Birding in Catalonia and Aragón


It’s moonscape scenery – as dry and arid as one can imagine with stunted bare branched shrubs hugging the ground either side of the dust track road.    There’s a flicker of movement and a triumphant, muted call from Steve who’s pointing vigorously.   We’ve found the Spectacled Warbler, although it’s determined not to make too easy viewing.

We are in the driest part of Spain, north of Candasnos and we’ve gone into western Aragon, (Eagle Owl territory according to Steve) but the real surprise lies only a short distance away.  Suddenly we drive into an irrigated field on the edge of the plateau, and the colour tableau changes from grey and brown to lush green and colours of spring flowers;  on either side of the road a flock of Yellow Wagtails flicked their tails and showed off their brilliant colour, between 20 & 30 of them. What a contrast!

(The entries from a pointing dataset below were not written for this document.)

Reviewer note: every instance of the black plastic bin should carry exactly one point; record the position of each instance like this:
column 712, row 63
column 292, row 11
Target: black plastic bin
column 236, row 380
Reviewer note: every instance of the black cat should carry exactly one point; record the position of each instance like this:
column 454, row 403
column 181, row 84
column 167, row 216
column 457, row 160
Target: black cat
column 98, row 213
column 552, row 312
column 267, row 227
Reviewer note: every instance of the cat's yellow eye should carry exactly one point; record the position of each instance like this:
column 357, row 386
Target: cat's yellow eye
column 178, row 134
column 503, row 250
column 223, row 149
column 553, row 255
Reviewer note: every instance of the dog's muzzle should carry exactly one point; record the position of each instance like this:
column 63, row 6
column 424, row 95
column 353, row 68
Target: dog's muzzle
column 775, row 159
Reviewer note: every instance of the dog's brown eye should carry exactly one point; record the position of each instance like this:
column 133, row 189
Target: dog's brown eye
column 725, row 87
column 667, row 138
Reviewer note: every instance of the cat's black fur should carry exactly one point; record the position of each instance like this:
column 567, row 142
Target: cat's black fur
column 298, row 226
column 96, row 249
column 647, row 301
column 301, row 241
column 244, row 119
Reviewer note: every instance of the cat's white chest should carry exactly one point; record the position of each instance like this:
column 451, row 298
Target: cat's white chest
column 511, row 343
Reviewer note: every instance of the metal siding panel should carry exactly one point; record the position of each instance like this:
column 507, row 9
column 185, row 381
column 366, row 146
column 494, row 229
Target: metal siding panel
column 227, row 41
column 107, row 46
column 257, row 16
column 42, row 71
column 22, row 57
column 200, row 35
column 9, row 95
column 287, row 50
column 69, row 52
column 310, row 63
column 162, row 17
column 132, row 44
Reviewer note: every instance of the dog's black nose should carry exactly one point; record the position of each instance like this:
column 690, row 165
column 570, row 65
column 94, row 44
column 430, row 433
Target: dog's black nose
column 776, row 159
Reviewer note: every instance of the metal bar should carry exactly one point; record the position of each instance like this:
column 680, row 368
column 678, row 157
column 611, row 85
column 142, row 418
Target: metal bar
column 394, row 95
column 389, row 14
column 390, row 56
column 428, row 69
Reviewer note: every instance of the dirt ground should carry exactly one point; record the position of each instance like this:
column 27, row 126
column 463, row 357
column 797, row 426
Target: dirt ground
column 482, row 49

Earlier in the day in the drylands, we’d spent minutes watching both Black-bellied and Pin-tailed Sandgrouse after disturbing a young Bonelli’s Eagle from the ground.

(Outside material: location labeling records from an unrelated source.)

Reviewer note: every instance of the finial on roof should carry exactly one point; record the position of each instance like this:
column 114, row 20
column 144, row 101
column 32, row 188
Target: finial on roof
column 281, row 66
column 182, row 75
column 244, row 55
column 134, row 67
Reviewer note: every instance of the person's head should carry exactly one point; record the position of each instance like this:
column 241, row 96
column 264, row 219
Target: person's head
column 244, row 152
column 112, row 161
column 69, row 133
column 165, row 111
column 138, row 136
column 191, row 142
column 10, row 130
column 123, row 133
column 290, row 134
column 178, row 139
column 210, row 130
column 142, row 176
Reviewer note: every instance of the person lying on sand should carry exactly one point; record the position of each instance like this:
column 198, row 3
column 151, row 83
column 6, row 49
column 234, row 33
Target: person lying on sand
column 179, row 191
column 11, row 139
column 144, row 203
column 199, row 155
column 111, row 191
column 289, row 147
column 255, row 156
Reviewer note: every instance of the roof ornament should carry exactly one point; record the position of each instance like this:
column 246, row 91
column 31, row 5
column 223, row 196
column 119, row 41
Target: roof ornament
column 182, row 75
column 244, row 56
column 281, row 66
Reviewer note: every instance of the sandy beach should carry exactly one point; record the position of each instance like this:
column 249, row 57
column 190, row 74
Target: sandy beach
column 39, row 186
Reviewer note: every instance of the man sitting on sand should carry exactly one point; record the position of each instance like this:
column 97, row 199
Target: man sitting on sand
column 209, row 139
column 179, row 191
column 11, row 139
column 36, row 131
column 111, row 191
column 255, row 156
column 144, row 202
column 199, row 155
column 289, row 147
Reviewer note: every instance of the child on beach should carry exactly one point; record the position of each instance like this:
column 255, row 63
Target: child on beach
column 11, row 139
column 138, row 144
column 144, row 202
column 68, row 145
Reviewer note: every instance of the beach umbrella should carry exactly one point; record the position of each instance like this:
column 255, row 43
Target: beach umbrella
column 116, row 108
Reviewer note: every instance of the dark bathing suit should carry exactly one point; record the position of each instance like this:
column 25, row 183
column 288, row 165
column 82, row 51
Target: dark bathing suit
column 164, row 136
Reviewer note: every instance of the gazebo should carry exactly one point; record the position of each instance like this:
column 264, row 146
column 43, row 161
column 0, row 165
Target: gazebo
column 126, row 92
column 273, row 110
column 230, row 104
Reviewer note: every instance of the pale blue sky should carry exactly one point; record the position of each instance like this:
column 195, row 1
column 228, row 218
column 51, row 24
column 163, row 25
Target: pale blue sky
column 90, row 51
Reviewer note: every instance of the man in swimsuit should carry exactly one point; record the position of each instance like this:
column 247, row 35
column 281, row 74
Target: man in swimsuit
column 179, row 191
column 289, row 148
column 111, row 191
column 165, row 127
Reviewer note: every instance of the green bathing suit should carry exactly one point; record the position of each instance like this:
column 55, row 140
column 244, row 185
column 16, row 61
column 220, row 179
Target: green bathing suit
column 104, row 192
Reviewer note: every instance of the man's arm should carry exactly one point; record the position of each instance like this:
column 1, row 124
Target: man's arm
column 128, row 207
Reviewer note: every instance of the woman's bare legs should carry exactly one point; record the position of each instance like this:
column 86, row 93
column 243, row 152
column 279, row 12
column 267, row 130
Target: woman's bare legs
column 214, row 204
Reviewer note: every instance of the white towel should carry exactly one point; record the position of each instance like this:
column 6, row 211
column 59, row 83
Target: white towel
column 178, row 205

If your birding is a part of  exploring varied scenery (& therefore habitats), then NE Catalunya with its plains, drylands, & the lower ranges of the Pyrenees is a place to visit.    The contrast is complete with a half day spent in the Montrebei Gorge which is a well trodden pass through the Montsec mountain range – fast running river, steep wooded cliffs with flowers, butterflies and our objective, the Wallcreeper.   En route we encounter Cirl Buntings, Rock Buntings and numerous Black Redstarts on their migration. Exactly on cue and deep in the gorge, a Wallcreeper displays for us on rocks opposite a convenient bench while we enjoy our sandwiches.
There’s a Wallcreeper in the gorge
Three days of great birding guided by Steve achieving over one hundred species, that was real holiday.  (It did start to rain just as we arrived back at Lleida railway station to catch the Ave back to Barcelona – good timing!). I must mention the Great Spotted Cuckoos if only because the guru taught us that they parasitize on Magpies – what a useful bird – and the flock of Little Bustards who clearly quite enjoy posing for Steve’s clients.  I suspect that some of the quieter winter period may have been devoted to a little training!

Go to northern Catalunya in the spring migration season;  if you don’t know the region already you’ll get some surprises.   Thanks Steve.